All the talk in the new document about apostolic succession is merely a smokescreen, however, for the main point that the Congregation of the Faith and the pope wanted to drive home: recognition of the absolute primacy of the pope. After playing with the words "subsists in" (Lumen Gentium [Dogmatic Constitution on the Church] 8) and "church" (Unitatis Redintegratio 14) in an effort to make them mean something other than what they originally meant, the document gets down to the nitty-gritty. "Since communion with the Catholic Church, the visible head of which is the Bishop of Rome and the Successor of Peter, is not some external complement to a particular Church but rather one of its internal constitutive principles, these venerable Christian communities lack something in their condition as particular churches." From an ecumenical standpoint, this position is a non-starter. Communion with Rome and acknowledging the authority of the pope as bishop of Rome is a far different matter from recognizing the pope as the "visible head" of the entire church, without peer. The pope is an intelligent man, and he knows that discussions with other Churches will make no progress on the basis of this prerequisite, so the only conclusion that can be drawn is that the pope, despite his protestations, has no interest in pursuing ecumenism. Trying to persuade other Christians to become Roman Catholics, which is evidently the pope's approach to other Churches, is not ecumenism, it's proselytism.

Fortunately, this document does not represent the viewpoint of all Catholics, either laypeople or scholars. Many ordinary Catholics would scoff at the idea that other denominations were not legitimate Churches, which just happen to have different ideas about certain topics and different ways of expressing a common Christianity. Similarly, many Catholic scholars are doing impressive work in areas such as theology, history, biblical study, and ethics, work that interacts with ideas produced by non-Catholic scholars. In the classroom and in publications, Catholics and non-Catholics learn from each other, challenge one another, and, perhaps most importantly, respect one another.

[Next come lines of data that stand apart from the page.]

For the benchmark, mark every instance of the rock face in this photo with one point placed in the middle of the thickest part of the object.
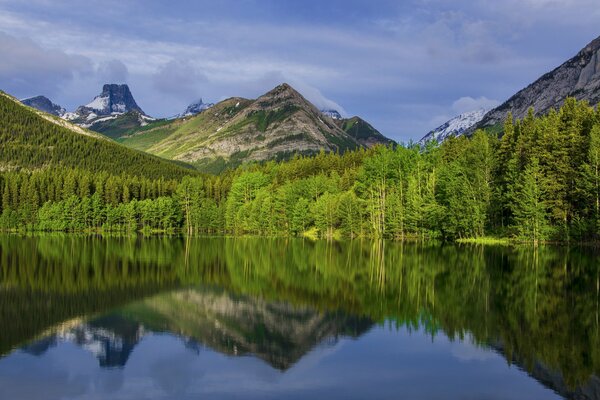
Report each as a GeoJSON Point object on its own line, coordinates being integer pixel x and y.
{"type": "Point", "coordinates": [579, 77]}
{"type": "Point", "coordinates": [454, 127]}
{"type": "Point", "coordinates": [112, 113]}
{"type": "Point", "coordinates": [44, 104]}
{"type": "Point", "coordinates": [278, 124]}
{"type": "Point", "coordinates": [113, 101]}
{"type": "Point", "coordinates": [334, 114]}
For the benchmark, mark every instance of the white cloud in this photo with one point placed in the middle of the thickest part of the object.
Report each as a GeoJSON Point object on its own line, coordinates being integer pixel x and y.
{"type": "Point", "coordinates": [179, 79]}
{"type": "Point", "coordinates": [112, 71]}
{"type": "Point", "coordinates": [467, 103]}
{"type": "Point", "coordinates": [28, 69]}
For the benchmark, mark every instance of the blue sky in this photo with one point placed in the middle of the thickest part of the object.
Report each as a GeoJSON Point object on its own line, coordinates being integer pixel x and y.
{"type": "Point", "coordinates": [405, 66]}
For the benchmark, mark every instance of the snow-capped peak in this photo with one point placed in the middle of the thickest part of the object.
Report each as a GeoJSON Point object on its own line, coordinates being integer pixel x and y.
{"type": "Point", "coordinates": [100, 103]}
{"type": "Point", "coordinates": [456, 126]}
{"type": "Point", "coordinates": [334, 114]}
{"type": "Point", "coordinates": [194, 108]}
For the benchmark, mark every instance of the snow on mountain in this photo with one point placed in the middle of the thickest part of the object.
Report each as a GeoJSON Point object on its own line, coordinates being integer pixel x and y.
{"type": "Point", "coordinates": [194, 108]}
{"type": "Point", "coordinates": [334, 114]}
{"type": "Point", "coordinates": [114, 100]}
{"type": "Point", "coordinates": [99, 103]}
{"type": "Point", "coordinates": [455, 127]}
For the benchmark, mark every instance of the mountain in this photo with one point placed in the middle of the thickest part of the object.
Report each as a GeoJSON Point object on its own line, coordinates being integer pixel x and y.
{"type": "Point", "coordinates": [361, 131]}
{"type": "Point", "coordinates": [114, 99]}
{"type": "Point", "coordinates": [278, 124]}
{"type": "Point", "coordinates": [579, 77]}
{"type": "Point", "coordinates": [195, 108]}
{"type": "Point", "coordinates": [455, 127]}
{"type": "Point", "coordinates": [32, 139]}
{"type": "Point", "coordinates": [114, 112]}
{"type": "Point", "coordinates": [334, 114]}
{"type": "Point", "coordinates": [44, 104]}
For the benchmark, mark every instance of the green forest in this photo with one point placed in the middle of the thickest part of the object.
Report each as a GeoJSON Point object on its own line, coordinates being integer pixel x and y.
{"type": "Point", "coordinates": [537, 181]}
{"type": "Point", "coordinates": [540, 304]}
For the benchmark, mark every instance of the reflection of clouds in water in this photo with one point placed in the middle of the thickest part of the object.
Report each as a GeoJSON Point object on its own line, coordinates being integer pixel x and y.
{"type": "Point", "coordinates": [163, 367]}
{"type": "Point", "coordinates": [27, 378]}
{"type": "Point", "coordinates": [175, 372]}
{"type": "Point", "coordinates": [467, 350]}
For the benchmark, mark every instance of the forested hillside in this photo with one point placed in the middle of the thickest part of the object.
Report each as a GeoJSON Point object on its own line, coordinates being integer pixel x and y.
{"type": "Point", "coordinates": [28, 141]}
{"type": "Point", "coordinates": [539, 181]}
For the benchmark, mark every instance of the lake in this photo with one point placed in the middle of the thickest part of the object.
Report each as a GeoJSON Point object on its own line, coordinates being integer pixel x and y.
{"type": "Point", "coordinates": [184, 318]}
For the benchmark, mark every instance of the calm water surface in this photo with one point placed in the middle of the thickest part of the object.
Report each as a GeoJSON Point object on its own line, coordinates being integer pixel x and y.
{"type": "Point", "coordinates": [176, 318]}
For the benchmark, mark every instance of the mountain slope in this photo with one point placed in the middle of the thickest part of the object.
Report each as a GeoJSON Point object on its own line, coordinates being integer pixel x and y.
{"type": "Point", "coordinates": [113, 112]}
{"type": "Point", "coordinates": [31, 139]}
{"type": "Point", "coordinates": [579, 77]}
{"type": "Point", "coordinates": [274, 126]}
{"type": "Point", "coordinates": [44, 104]}
{"type": "Point", "coordinates": [194, 108]}
{"type": "Point", "coordinates": [362, 131]}
{"type": "Point", "coordinates": [455, 127]}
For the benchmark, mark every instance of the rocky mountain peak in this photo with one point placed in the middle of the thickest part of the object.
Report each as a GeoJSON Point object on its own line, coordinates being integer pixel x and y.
{"type": "Point", "coordinates": [578, 77]}
{"type": "Point", "coordinates": [331, 113]}
{"type": "Point", "coordinates": [114, 98]}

How does one define the Church? Christians have many different understandings of the term, and Catholics are divided among themselves, as are non-Catholics. The ecumenical movement is engaged in addressing this issue in thoughtful, meaningful, and respectful ways. Will the narrow-minded view expressed in "Responses" be the death-knell of the ecumenical movement? Hardly. Unity among Christians is too important an idea to be set aside. Will the document set back ecumenical efforts? Perhaps, but Christians committed to Christian unity--Catholic, Orthodox, and Protestant alike--will get beyond it. The ecumenical movement is alive and well, and no intemperate pronouncement from the Congregation of the Faith, or the current pope, can restrain it for long. Even if ecumenism, at least as it involves the Roman Catholic Church's connection with other Churches, is temporarily set back a hundred years, that distance can be closed either by changes of heart or changes of leadership.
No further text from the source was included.